One of his fondest memories happened at his father’s funeral. Half the town came through that evening, paying their final, heartfelt respects to Walt Patterson. Military vets who were now civilians stopped at his open coffin and snapped to attention, saluting him. Others reached out to touch his cold, clasped hands. Some stood there, as if remembering something special about his father, tears in their eyes.
Cade’s heart pounded with so much grief, so much loss. He would never see his father’s wide grin again or hear that deep laughter that always made him smile in return. More than anything, h
is father loved him and his mother with a fierceness that defied words. Cade felt as if his world had been torn in two, never to be the same again.

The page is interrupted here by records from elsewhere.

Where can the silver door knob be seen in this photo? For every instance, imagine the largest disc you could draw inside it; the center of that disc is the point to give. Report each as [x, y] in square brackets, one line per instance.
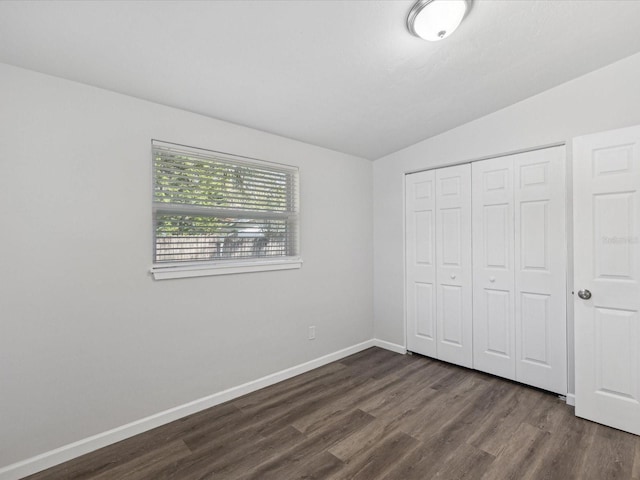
[584, 294]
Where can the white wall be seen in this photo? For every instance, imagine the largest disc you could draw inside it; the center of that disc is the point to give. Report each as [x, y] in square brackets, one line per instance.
[88, 340]
[605, 99]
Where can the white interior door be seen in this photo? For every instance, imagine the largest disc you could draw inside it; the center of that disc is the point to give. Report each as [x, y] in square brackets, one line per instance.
[540, 269]
[420, 191]
[454, 330]
[607, 265]
[493, 267]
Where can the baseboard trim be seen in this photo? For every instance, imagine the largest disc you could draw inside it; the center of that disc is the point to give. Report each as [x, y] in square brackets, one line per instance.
[394, 347]
[49, 459]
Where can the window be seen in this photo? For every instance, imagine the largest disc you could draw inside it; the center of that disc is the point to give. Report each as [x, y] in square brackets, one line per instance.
[215, 213]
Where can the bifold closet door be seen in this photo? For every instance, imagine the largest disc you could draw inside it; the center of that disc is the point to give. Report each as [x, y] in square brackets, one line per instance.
[540, 266]
[493, 269]
[438, 264]
[454, 304]
[519, 248]
[420, 254]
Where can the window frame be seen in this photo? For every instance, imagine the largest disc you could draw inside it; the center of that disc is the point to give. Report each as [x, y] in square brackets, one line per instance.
[198, 268]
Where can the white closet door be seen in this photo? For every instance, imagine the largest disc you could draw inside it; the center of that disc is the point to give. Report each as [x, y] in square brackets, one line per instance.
[493, 271]
[454, 268]
[540, 269]
[420, 263]
[606, 201]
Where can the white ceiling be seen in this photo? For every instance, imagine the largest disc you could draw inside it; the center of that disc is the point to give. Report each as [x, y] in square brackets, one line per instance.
[345, 75]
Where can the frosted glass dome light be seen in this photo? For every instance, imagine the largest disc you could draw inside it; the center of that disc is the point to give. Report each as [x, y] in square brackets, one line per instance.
[434, 20]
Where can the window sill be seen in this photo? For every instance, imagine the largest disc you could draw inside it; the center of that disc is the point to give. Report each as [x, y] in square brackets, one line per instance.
[169, 271]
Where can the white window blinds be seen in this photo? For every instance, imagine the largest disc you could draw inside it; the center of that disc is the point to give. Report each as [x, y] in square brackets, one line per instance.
[215, 207]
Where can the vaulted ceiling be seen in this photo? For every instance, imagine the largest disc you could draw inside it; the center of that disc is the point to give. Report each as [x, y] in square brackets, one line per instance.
[343, 74]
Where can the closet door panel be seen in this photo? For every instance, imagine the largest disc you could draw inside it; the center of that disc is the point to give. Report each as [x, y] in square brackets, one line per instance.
[493, 267]
[454, 269]
[540, 267]
[420, 191]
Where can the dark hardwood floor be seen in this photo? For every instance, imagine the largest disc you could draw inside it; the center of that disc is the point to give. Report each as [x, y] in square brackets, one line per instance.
[374, 415]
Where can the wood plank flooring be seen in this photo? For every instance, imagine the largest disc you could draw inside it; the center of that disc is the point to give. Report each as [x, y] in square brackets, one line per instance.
[373, 415]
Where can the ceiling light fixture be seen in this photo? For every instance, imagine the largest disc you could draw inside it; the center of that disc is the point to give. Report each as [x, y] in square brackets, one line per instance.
[434, 20]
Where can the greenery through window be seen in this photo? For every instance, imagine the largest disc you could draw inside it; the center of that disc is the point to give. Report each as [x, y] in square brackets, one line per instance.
[210, 206]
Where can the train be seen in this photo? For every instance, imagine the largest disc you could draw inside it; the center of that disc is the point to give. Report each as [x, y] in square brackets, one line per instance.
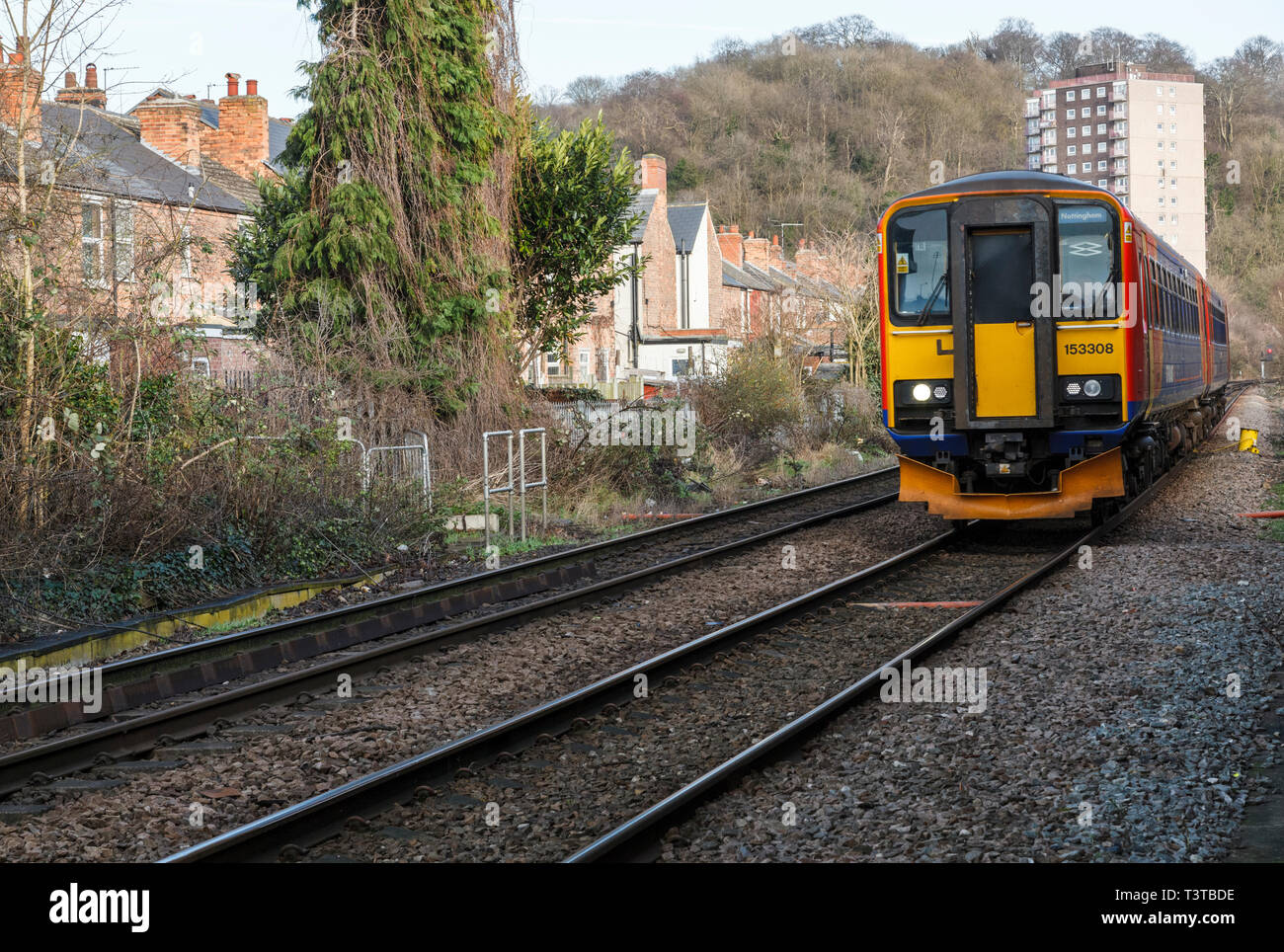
[1044, 355]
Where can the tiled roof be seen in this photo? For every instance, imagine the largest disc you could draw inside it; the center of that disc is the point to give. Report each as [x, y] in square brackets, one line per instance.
[104, 154]
[645, 202]
[739, 278]
[684, 223]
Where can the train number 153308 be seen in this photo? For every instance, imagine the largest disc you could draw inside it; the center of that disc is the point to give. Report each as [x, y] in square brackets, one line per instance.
[1089, 348]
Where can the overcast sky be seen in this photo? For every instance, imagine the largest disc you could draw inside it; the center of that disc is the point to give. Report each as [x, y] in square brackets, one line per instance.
[192, 43]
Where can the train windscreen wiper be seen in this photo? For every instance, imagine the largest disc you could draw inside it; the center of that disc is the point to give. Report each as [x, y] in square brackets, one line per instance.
[931, 301]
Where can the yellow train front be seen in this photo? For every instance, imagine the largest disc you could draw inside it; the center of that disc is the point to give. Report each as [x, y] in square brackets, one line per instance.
[1043, 353]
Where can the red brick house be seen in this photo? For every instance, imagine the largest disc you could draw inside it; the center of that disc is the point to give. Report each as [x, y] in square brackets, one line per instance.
[141, 204]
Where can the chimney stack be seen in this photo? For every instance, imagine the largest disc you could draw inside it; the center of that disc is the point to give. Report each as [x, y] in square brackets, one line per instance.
[240, 141]
[757, 250]
[172, 127]
[655, 172]
[732, 245]
[20, 87]
[89, 94]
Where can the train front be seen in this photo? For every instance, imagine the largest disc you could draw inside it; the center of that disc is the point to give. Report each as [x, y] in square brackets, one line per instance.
[1004, 346]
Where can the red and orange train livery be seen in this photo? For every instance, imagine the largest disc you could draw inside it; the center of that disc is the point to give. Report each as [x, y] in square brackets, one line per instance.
[1044, 353]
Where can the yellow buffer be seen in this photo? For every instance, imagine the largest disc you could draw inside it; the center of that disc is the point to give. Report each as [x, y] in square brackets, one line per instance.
[1098, 477]
[1004, 359]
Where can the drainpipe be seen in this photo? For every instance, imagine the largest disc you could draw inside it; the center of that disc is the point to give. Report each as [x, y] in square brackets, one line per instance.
[634, 329]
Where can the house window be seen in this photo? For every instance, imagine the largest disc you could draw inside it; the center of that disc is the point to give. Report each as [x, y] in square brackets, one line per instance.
[91, 240]
[122, 240]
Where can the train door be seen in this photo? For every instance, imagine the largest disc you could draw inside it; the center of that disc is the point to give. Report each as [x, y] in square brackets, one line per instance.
[1004, 351]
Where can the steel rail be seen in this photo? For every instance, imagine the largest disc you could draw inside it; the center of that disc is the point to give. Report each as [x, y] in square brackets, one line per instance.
[132, 682]
[638, 838]
[141, 733]
[317, 818]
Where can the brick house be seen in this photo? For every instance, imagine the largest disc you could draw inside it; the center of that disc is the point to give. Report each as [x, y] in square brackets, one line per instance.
[704, 291]
[141, 205]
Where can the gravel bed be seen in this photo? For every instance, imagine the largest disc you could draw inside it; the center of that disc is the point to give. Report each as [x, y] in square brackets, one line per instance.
[1111, 733]
[414, 707]
[663, 548]
[553, 798]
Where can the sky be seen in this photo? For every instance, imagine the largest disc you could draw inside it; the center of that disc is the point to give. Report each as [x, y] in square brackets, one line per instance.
[192, 43]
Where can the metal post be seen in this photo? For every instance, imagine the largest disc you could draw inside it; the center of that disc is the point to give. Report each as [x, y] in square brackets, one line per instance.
[542, 483]
[487, 490]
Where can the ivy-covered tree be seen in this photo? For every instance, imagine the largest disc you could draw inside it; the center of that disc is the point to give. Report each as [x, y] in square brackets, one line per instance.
[572, 213]
[399, 248]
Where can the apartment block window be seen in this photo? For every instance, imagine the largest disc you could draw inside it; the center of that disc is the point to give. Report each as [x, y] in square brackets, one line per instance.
[91, 240]
[122, 240]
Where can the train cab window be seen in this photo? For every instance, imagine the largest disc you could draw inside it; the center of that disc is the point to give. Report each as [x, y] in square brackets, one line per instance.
[920, 265]
[1085, 245]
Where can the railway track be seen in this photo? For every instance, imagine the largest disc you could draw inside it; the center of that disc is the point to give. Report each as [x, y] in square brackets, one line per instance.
[602, 772]
[372, 635]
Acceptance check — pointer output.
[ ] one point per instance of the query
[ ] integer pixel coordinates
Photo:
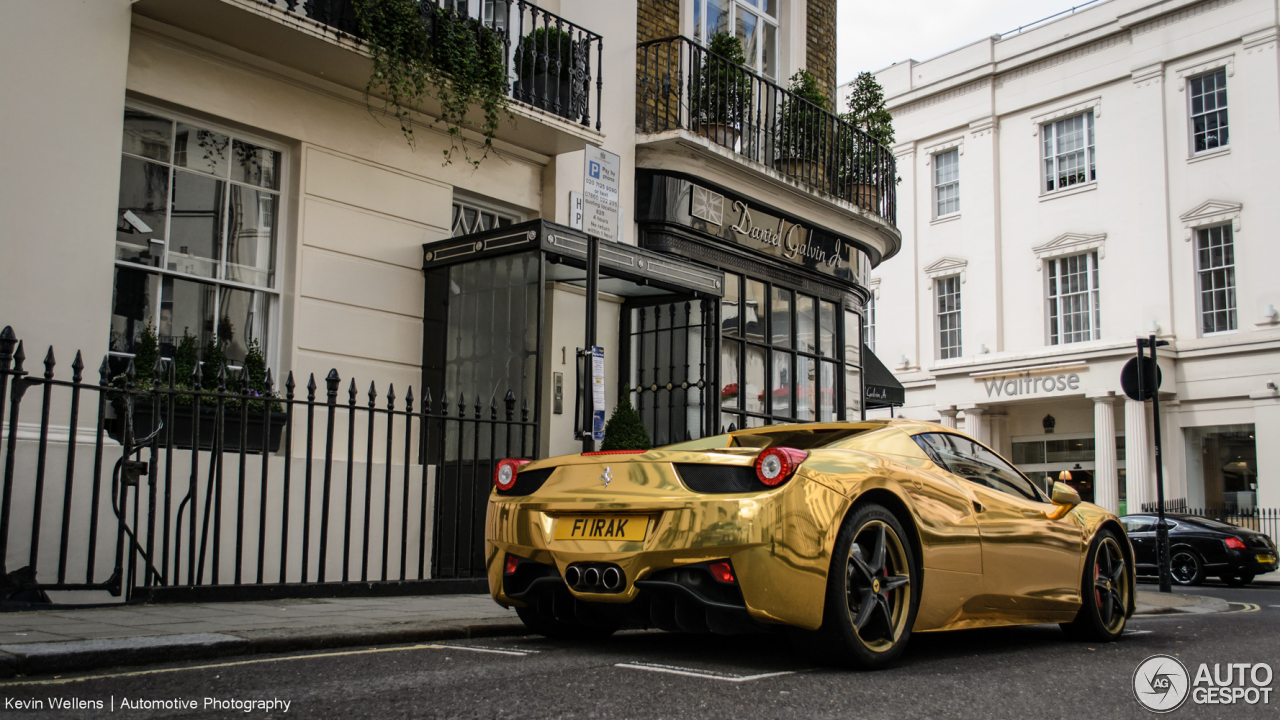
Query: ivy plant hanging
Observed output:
(421, 50)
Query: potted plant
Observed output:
(247, 395)
(801, 128)
(862, 164)
(721, 98)
(544, 72)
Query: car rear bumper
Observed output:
(778, 543)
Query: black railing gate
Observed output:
(202, 488)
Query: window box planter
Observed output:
(183, 422)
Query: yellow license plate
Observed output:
(602, 527)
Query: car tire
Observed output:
(1185, 566)
(1238, 580)
(872, 596)
(1106, 588)
(544, 623)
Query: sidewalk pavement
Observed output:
(63, 641)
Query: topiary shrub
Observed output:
(625, 431)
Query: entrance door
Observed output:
(670, 377)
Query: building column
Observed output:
(974, 424)
(1137, 446)
(1266, 429)
(1106, 488)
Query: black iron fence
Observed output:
(680, 85)
(1262, 519)
(548, 59)
(163, 487)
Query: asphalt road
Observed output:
(1014, 673)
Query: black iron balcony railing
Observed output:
(549, 59)
(684, 86)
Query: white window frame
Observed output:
(1051, 131)
(1230, 287)
(755, 8)
(274, 309)
(1191, 114)
(947, 286)
(1056, 301)
(938, 186)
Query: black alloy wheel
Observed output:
(1105, 592)
(871, 600)
(1185, 568)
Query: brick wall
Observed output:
(658, 18)
(821, 51)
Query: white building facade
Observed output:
(1066, 190)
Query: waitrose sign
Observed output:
(1025, 383)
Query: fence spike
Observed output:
(7, 341)
(332, 381)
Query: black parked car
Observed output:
(1200, 547)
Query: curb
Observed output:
(33, 659)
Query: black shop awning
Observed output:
(880, 387)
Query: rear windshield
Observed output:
(796, 438)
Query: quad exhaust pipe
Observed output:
(595, 578)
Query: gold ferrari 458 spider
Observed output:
(850, 534)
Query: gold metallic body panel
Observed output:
(986, 557)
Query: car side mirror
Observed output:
(1065, 495)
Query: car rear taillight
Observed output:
(777, 464)
(722, 572)
(504, 474)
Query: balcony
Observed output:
(684, 90)
(553, 65)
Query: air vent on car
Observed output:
(708, 478)
(528, 482)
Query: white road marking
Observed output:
(165, 670)
(703, 674)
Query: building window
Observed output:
(754, 22)
(196, 237)
(1215, 263)
(1208, 112)
(778, 355)
(869, 323)
(1073, 299)
(949, 317)
(946, 182)
(470, 217)
(1069, 153)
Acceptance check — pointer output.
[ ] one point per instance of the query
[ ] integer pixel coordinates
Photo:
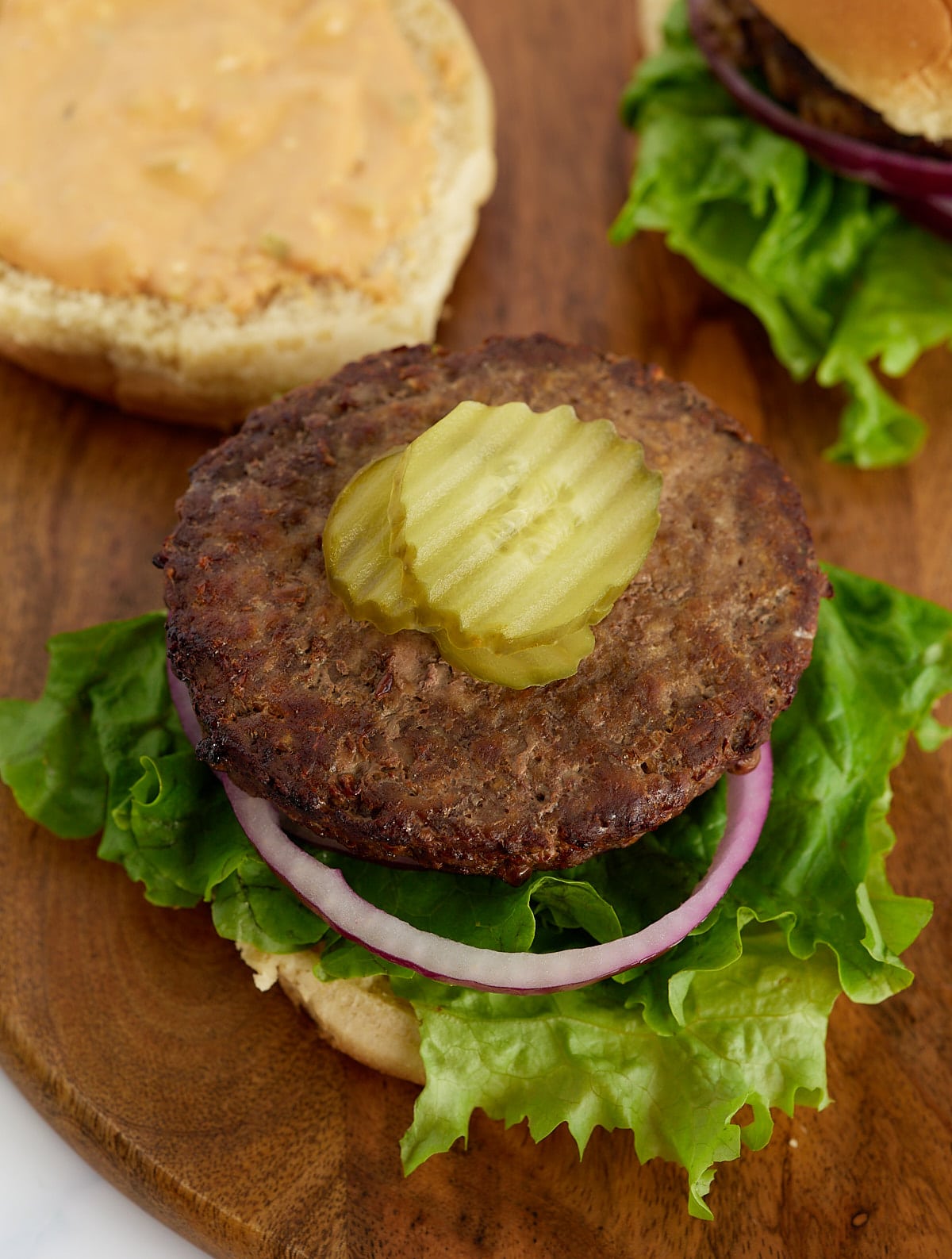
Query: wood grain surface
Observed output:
(136, 1030)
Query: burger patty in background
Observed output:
(373, 740)
(750, 42)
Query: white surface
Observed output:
(55, 1207)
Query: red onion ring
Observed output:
(325, 890)
(892, 171)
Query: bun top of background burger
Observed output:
(203, 205)
(790, 152)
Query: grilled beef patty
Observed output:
(373, 739)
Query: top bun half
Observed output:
(210, 364)
(894, 57)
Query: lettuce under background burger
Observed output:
(690, 1051)
(843, 282)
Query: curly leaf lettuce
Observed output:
(735, 1016)
(835, 274)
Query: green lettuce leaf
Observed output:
(835, 274)
(735, 1016)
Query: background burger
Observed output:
(790, 152)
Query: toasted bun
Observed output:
(651, 21)
(210, 367)
(896, 58)
(360, 1018)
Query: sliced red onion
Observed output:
(325, 890)
(888, 169)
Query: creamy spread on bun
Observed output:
(204, 205)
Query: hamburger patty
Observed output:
(373, 739)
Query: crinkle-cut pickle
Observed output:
(369, 582)
(516, 528)
(357, 551)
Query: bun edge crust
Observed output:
(359, 1018)
(154, 356)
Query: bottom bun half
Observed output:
(360, 1018)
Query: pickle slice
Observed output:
(532, 666)
(369, 582)
(357, 551)
(516, 528)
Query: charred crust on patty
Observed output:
(372, 739)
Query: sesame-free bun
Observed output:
(210, 364)
(896, 58)
(360, 1018)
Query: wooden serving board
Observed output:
(136, 1030)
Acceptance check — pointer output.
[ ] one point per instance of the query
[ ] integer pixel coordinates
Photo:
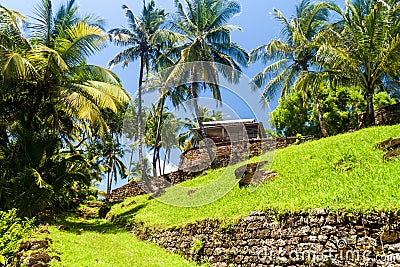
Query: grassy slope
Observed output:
(98, 243)
(343, 171)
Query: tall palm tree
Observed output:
(140, 37)
(47, 87)
(365, 49)
(295, 54)
(203, 24)
(54, 62)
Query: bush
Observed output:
(12, 231)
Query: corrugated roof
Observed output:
(230, 122)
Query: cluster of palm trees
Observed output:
(324, 44)
(53, 103)
(61, 117)
(198, 31)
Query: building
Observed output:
(232, 130)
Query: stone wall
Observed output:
(194, 161)
(137, 188)
(197, 159)
(318, 238)
(385, 116)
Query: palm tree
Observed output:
(203, 24)
(140, 37)
(188, 138)
(365, 49)
(295, 54)
(54, 62)
(47, 87)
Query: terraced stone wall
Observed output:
(318, 238)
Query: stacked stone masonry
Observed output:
(385, 116)
(318, 238)
(195, 161)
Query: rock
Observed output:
(37, 259)
(389, 143)
(392, 154)
(62, 228)
(390, 237)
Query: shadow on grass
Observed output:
(125, 216)
(76, 225)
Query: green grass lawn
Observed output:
(96, 242)
(340, 172)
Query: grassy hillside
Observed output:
(343, 171)
(96, 242)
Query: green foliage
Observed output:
(81, 243)
(12, 231)
(340, 107)
(52, 104)
(340, 172)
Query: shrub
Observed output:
(12, 231)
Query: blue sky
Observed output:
(258, 27)
(255, 19)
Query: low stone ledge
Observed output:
(317, 238)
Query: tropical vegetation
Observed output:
(63, 120)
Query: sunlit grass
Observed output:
(341, 172)
(97, 242)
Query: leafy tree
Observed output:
(143, 45)
(296, 113)
(288, 58)
(364, 48)
(203, 24)
(48, 93)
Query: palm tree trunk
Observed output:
(201, 125)
(156, 153)
(140, 119)
(165, 159)
(320, 115)
(370, 115)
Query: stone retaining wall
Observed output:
(385, 116)
(318, 238)
(197, 159)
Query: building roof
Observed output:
(240, 121)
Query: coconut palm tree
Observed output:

It was when Kara Knight had shyly moved forward, her hand extended uncertainly toward him, lightly grazing his cheek, holding his startled gaze as he looked up. There were tears in her luminous blue eyes. In that moment, Cade felt as if they had made a magical connection with one another. He physically felt her care for him, her sadness for the loss of his beloved father, and that she wanted to help him in whatever way she could.
Without a word, she stepped forward as Pamela Knight chatted with his mother and wrapped her thin arms around his shoulder, pulling him forward so his head rested against her chin. Kara squeezed him as tightly as she possibly could, whispering, “I’m so sorry, Cade…so sorry. Your father was a great man, not like mine.” And then, she pressed her lips to his forehead in an innocent kiss.
Dragging in a ragged breath, Cade closed his eyes as the rain poured down even harder, the cruiser cloaked in a gray fog so he could see nothing around him. Kara’s warmth, her kindness at that moment, remained with him forever. It was the first and only time he’d been touched by her. His skin where she’d pressed that soft kiss still tingled as he remembered how it felt, and the scent of her sweet honeysuckle fragrance.
Even now, well over a decade later, Cade could still feel the warmth of her arms around him, hauling him tightly against her, feeling as if she were trying to transfer her love to him to protect him from the savage grief tearing through him. It was as if Kara knew how he felt inside, and he could feel her giving herself to him. That stunned him. As nasty and belligerent as her father Jud was, Kara was the complete opposite. He remembered sliding his free arm around her slender waist, holding on to her like a life preserver. She gave him so much in that one moment that to this day, it made his heart yearn for Kara.